Amyloid in healthy brain:
Although the Amyloid Precursor Protein (APP) can turn into beta amyloid which contributes
to AD pathology, APP in itself is not dangerous.
It fulfils a range of useful functions including:
• Synapse formation
• Neuronal plasticity
• Iron regulation
APP is coded for on chromosome 21 (trisomy in
Down’s syndrome).
It is typically cut up by secretase enzymes:
• Alpha-secretase normally cuts it just
outside the cell membrane.
• Gamma-secretase normally cuts it in the
membrane.
• The products are not harmful in anyway.

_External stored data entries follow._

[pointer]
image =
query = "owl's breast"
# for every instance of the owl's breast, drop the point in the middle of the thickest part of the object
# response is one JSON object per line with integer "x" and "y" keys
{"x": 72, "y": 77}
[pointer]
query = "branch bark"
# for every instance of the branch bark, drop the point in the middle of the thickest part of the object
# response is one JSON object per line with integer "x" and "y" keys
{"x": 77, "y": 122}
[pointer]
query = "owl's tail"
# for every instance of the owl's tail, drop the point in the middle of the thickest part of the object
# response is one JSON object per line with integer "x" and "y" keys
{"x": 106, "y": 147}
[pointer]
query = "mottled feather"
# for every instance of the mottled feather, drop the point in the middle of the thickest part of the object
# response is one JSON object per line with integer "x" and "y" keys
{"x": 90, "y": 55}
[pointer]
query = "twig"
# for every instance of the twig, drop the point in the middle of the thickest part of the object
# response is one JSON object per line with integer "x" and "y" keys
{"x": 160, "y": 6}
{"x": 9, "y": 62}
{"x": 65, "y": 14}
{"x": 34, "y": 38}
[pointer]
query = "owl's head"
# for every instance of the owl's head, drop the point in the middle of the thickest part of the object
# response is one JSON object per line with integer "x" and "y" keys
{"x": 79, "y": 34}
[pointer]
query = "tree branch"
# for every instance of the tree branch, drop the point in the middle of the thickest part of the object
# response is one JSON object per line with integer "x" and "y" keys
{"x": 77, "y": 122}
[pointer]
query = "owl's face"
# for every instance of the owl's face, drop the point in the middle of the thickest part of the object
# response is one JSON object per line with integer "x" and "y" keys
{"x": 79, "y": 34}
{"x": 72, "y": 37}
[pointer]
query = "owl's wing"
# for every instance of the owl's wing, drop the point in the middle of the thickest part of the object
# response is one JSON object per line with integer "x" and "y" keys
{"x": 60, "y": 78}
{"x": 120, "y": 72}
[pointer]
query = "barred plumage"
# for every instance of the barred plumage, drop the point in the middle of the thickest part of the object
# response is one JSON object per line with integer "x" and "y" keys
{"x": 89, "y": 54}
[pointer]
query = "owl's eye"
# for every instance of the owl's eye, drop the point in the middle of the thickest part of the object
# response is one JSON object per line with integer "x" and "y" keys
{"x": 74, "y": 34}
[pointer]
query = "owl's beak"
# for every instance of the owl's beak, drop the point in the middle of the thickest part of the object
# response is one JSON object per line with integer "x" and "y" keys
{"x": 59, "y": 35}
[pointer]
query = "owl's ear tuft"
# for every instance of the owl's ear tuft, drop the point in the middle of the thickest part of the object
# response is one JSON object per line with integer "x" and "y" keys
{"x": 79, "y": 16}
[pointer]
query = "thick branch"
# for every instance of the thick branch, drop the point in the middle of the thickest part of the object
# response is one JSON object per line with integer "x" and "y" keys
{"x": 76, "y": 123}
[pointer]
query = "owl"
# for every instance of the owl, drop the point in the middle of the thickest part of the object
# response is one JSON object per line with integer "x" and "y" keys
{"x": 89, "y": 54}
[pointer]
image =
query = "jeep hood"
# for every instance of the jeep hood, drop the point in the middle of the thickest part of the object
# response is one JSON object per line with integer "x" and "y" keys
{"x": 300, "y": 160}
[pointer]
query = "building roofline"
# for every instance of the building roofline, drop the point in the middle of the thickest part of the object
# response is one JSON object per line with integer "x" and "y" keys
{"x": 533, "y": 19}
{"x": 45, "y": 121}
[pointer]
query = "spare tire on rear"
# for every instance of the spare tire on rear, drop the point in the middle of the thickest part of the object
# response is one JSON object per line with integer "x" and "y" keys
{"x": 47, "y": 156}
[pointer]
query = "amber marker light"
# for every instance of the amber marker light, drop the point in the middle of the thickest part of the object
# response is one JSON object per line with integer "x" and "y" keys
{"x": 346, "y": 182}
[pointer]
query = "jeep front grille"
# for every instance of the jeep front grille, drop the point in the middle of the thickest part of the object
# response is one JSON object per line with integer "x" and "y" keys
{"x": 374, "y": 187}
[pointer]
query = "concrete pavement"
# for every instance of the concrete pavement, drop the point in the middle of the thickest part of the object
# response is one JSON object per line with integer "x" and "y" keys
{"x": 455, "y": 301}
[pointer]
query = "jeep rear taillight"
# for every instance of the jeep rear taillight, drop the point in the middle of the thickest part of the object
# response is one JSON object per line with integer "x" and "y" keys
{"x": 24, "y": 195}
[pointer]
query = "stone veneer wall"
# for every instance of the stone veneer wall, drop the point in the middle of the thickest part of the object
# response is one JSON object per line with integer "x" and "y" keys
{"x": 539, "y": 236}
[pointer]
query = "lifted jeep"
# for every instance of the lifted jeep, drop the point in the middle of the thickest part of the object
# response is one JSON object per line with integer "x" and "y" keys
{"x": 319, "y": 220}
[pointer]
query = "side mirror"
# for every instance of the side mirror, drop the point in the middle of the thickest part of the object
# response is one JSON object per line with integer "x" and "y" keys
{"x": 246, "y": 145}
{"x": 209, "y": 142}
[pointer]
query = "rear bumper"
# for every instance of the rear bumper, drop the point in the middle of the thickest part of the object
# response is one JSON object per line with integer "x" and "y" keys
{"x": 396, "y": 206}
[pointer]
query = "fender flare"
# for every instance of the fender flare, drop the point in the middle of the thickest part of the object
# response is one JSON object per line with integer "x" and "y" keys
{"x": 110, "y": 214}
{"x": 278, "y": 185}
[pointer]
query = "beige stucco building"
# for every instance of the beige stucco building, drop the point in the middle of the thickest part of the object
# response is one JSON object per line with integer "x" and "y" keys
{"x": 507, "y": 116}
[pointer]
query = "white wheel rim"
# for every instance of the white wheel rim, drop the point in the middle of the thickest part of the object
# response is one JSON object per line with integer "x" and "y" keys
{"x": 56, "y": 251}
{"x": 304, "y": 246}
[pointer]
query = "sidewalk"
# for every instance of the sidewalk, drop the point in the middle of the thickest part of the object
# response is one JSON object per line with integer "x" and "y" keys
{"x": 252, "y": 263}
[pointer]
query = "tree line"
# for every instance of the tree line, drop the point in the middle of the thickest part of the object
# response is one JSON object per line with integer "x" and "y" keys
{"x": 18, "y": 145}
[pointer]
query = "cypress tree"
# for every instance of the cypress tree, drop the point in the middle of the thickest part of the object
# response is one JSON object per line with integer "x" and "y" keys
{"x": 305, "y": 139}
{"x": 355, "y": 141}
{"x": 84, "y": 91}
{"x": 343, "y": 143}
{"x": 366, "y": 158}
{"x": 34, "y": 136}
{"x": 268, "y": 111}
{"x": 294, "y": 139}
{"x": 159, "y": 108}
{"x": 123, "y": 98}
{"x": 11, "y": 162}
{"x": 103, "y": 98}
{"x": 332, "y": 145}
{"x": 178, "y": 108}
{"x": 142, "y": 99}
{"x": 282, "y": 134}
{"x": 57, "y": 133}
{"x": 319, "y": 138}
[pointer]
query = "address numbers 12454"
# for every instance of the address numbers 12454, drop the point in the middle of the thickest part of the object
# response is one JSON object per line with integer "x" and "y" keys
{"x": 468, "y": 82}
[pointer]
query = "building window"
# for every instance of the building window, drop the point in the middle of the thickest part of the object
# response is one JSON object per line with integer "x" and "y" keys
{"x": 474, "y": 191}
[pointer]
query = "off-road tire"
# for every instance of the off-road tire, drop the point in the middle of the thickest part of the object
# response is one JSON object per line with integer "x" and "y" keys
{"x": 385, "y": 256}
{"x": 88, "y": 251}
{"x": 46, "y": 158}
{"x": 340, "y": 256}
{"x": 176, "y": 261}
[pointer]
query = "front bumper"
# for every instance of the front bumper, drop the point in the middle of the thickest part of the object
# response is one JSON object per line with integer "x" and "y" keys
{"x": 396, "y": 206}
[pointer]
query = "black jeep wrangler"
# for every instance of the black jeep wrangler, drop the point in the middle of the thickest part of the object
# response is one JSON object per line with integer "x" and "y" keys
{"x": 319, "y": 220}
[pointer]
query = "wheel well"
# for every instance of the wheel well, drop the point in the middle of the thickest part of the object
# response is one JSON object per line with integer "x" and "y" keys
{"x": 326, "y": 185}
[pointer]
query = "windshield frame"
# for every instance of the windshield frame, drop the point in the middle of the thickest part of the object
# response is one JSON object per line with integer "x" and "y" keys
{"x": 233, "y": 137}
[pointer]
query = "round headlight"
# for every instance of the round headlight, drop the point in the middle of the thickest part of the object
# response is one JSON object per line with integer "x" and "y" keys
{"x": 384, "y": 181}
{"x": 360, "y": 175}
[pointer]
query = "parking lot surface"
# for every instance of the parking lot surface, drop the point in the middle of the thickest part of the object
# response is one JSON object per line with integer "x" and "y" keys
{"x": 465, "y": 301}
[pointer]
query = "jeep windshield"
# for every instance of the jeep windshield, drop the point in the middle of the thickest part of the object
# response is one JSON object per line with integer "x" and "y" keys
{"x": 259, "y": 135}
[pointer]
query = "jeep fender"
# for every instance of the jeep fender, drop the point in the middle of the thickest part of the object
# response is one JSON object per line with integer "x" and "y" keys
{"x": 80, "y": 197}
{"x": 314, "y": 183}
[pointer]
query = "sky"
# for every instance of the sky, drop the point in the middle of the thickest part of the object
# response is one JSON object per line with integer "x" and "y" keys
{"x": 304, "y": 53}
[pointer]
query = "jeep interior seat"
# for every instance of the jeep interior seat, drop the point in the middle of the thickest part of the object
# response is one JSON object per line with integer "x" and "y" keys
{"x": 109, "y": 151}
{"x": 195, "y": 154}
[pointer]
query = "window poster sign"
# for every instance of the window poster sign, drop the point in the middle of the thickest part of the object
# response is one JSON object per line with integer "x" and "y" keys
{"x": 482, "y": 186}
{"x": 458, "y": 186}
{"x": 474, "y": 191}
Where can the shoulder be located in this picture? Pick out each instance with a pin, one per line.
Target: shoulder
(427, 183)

• In healthy people, this pathway is used 90% of the time
Amyloid in the AD brain:
- In AD it is the actions of a different secretase that is thought to give rise to plaques:
• Beta-secretase normally cuts it higher up than
alpha (further above the cell membrane).
• Gamma-secretase normally cuts it in the
membrane (no change).
• This results in a longer segment, shown in red here
called beta-amyloid. It is believed that this
segment can form the plaques we see in AD.
• The balance between the availability of alpha and
beta secretase therefore determines the likelihood
of the beta/harmful fragment being formed.